Both BLM and ConocoPhillips also argue that the appeal is now moot, given that the exploration in question has already been carried out. Operations approved by BLM were completed on April 28, 2019.

“What remains is undisturbed tundra, appearing as it did before the winter program with the exception of a few small surface well caps,” ConocoPhillips wrote in its court brief.

Rejected by district court

The appeal was originally launched in March 2019 in the federal District Court in Alaska, with the court granting a ConocoPhillips motion to intervene in the case.

On Jan. 9, 2020, District Court Judge Sharon Gleason rejected the appeal, upholding the BLM environmental assessment for the exploration program. The plaintiffs subsequently elevated their case to the 9th Circuit Court - hence the new briefings in the case.

The District Court order rejecting the appeal did comment on the impact of the nearby oil and gas industry on the traditional way of life in Nuiqsut, the North Slope community that is closest to areas of petroleum development. ConocoPhillips’ 2018-19 exploration activities took place in the general vicinity of the village, the court said. The plaintiffs claimed that BLM’s assessment of the potential impacts of the exploration violated the National Environmental Policy Act and the Administrative Procedures Act by failing to take into account impacts on the Teshekpuk caribou herd and subsistence activity. The plaintiffs also claimed that BLM’s decision violated the Alaska National Interest Lands Conservation Act, known as ANILCA, because the agency had not adequately considered alternative actions that could reduce or eliminate impacts on subsistence use of the land.

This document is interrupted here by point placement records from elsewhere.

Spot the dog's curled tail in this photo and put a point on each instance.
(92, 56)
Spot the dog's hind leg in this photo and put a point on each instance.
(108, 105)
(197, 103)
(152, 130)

However, the court found that BLM had acted in compliance with NEPA, APA and ANILCA.

Referenced 2012 EIS

In its recent 9th Circuit filing BLM repeats its assertion that, by referring back to the 2012 EIS for the NPR-A integrated activity plan, it had complied with NEPA in its approval of ConocoPhillips’ exploration plan. Moreover, BLM had issued a separate evaluation of the impacts on subsistence uses and needs under the terms of ANILCA, the agency said.

One of the issues relating to the case concerns whether, although the exploration activities in question have already been conducted, the court findings in this case could become a precedent for challenges for planned future exploration. However, in its new brief, BLM argues that any future exploration proposal would involve different “areas, scopes and issues,” and would, therefore, require its own project-specific NEPA analysis. Moreover, BLM issued a new NPR-A integrated activity plan and an associated EIS in June 2020 - any future environmental assessment for NPR-A exploration activities would need to be tiered to that 2020 EIS, and not the EIS completed in 2012, the agency commented. In addition, an EIS issued in 2020 for ConocoPhillips’ nearby planned Willow development analyzes development activities in the same area as most of the 2018-19 exploration.

“In short, it is no longer conceivable for BLM to issue a similar EA in the future,” BLM’s court brief says.

ANILCA compliance

In terms of ANILCA compliance, BLM had determined that the planned exploration activities would not significantly restrict subsistence use of the land, and had also found that there were no alternative lands appropriate for the exploration project’s purposes, the brief says. And, while BLM may impose reasonable conditions for the protection of surface resources, ConocoPhillips’ NPR-A leases grant the company the right to extract oil and gas within the leasehold, subject to those reasonable conditions, the brief says.

In its new court brief, ConocoPhillips argues that the 2018-19 exploration program at issue was not expected to and did not have any discernible impacts on caribou.